ChangeSet@1.2285, 2006-08-18 18:24:38+02:00, joerg@trift2. +1 -0
  mysql-test-run.pl  :  Fix the search path for "ndb_mgmd" and "ndbd".  bug#21721
[18 Aug 2006 16:40] Joerg Bruehe
I fixed the wrong pathes for "ndb_mgmd" and "ndbd" in "mysql-test-run.pl",
so the immediate problem is solved.

But still, the missing error checks, infnite loop etc remain,
which should be fixed to prevent such hangs for the future.
To make this happen, I just set this report to lower priority but leave it "verified".
[22 Aug 2006 8:17] Jonas Oreland
lower prio and remove showstopper
  given that it no longer blocks build/test 
  and only is bug in mysql-test-run.pl

also changing category to "tests"
  (and resets lead, as i dont know how is lead of these bug-reports)
[31 Aug 2006 8:29] Bugs System
A patch for this bug has been committed. After review, it may
be pushed to the relevant source trees for release in the next
version. You can access the patch from:

  http://lists.mysql.com/commits/11145

ChangeSet@1.2296, 2006-08-31 10:28:48+02:00, msvensson@shellback.(none) +1 -0
  Bug#21721 Test suite does not start with NDB, hangs forever; problem around "ndb_mgmd"
   - Wait for ndb_mgmd with timeout
[31 Aug 2006 8:34] Magnus Blåudd
>1) In "mysql-test-run.pl", function "ndb_mgmd_start()", the call
>      $pid= mtr_spawn($exe_ndb_mgmd, ...);
>   does not check for any errors at all. This seems risky.

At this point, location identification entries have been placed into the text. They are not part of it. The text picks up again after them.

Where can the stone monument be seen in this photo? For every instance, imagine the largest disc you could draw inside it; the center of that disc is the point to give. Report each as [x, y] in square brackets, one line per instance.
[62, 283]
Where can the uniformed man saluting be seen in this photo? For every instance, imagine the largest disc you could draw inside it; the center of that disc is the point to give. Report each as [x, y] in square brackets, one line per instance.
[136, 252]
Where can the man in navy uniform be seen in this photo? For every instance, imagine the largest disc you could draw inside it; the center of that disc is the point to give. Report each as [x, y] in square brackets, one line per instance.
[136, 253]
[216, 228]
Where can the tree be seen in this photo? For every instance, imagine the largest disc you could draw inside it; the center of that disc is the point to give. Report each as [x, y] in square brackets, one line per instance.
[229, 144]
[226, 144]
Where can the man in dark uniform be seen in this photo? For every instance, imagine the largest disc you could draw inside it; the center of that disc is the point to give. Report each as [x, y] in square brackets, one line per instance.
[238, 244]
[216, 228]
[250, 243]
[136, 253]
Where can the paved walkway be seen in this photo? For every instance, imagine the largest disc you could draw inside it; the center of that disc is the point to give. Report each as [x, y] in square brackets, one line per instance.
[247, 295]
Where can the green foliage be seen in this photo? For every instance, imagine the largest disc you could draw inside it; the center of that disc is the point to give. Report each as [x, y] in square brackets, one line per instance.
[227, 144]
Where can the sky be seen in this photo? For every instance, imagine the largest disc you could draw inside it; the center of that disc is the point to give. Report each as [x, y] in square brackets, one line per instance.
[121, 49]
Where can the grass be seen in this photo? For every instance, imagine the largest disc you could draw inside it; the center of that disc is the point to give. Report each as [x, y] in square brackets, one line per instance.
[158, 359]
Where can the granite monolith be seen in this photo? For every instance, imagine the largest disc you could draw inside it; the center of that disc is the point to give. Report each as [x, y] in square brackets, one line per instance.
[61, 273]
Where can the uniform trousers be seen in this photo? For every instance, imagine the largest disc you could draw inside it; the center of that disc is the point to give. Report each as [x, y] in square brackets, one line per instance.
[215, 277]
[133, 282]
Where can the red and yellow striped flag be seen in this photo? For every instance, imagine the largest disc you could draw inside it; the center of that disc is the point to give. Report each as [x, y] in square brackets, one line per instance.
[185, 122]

Added  check in mtr_spawn that will abort if we are trying to spawn a non existing "path to exe" 

>2) Some lines down, the loop
>      while (ndbcluster_wait_started($cluster, "--no-contact"))
>      {
>        select(undef, undef, undef, 0.1);
>      }
>   will never terminate as long as "ndbcluster_wait_started()" returns
>non-zero.
>   Most likely, it needs a counter limit.

Added a function that will wait with timeout.

>3) The value which "ndb_mgmd_start()" returns to "ndbcluster_start()"
>      my $pid= ndb_mgmd_start($cluster);

Removed the "my $pid" part. With the above, it will either be started or not...
[13 Sep 2006 8:51] Timothy Smith
Pushed to 5.1.12
[14 Sep 2006 3:45] Paul DuBois
Test suite change. No changelog entry needed.